Core tomato, make crisscross cut on surface, and boil for 30 seconds or so (roll with utensil if water does not cover tomato).

Transfer to ice water.

Start boiling water to cook soba.


Cut warabi and mizuna into 3-4cm.
Peel tomato, and dice.


In a frying pan, heat olive oil, and saute warabi and taka no tsume for a few minutes.

Add tomato, and continue sauteing.
If lots of liquid comes out from tomato, raise heat to eliminate it. 
Add ponzujoyu and dashi, and simmer for a few minutes.

Add mizuna (save some green sections for later), and mix. 

When mizuna is done, immediately place frying pan in tray filled with ice water to cool. 


Boil soba as directed on package.

When done, drain, cool with water, and rub noodles between both palms until surface becomes smooth.
Rinse until water runs clear.
Drain well.


In a mixing bowl, put soba, pour warabi dressing (everything in frying pan), and mix.

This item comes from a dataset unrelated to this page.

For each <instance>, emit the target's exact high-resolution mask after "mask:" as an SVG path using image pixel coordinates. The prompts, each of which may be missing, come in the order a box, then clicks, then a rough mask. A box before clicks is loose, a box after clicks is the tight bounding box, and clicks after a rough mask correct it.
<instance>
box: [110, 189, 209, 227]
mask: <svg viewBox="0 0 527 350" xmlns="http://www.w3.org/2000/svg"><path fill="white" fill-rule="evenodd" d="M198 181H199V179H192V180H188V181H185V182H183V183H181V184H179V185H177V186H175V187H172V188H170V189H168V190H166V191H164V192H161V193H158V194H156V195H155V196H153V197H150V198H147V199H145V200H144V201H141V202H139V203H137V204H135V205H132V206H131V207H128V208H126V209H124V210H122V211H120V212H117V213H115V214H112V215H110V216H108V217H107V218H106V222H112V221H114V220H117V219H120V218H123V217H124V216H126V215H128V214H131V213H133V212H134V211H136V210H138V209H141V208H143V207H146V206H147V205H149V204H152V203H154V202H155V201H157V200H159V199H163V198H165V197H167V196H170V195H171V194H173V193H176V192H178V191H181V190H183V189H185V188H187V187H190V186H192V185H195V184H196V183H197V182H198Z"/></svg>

Add fresh mizuna, and mix.
Ready to serve.

  • Cooking mizuna is optional, especially if using tender greens. I cooked mizuna partly because it was tough and also to reduce the volume (in order to eat more mizuna in this dish). 
  • If mizuna (or mibuna) is not available, arugula (raw or blanched), watercress (raw or blanched), kabu turnip leaves (blanched) or daikon radish leaves (blanched) -- something with a soft punch -- would be a good choice.
  • Make sure to let excess liquid from tomato evaporate before adding dashi and ponzujoju. Also, drain soba completely. Both are measures to prevent weakening the taste of dressing.
  • This tastes good hot. Soba should be prepared in the same way as above, then quickly put in hot water to warm it up. When serving this hot, cut back on ponzujoyu to 1 tbsp. Because saltiness is sensed more clearly when the dish is hot, you need less salty seasoning compared to when serving it cold. 
  • If something slightly sweet (similar to soba dipping sauce, for example) is preferred, add 1/2-1 tsp mirin to warabi mixture.
  • Store-bought ponzujoyu could easily double the sodium content above. If sodium intake is a concern, make your own -- it's as easy as mixing soy sauce of your choice and citrus juice (using a few kinds of citrus results in superior taste).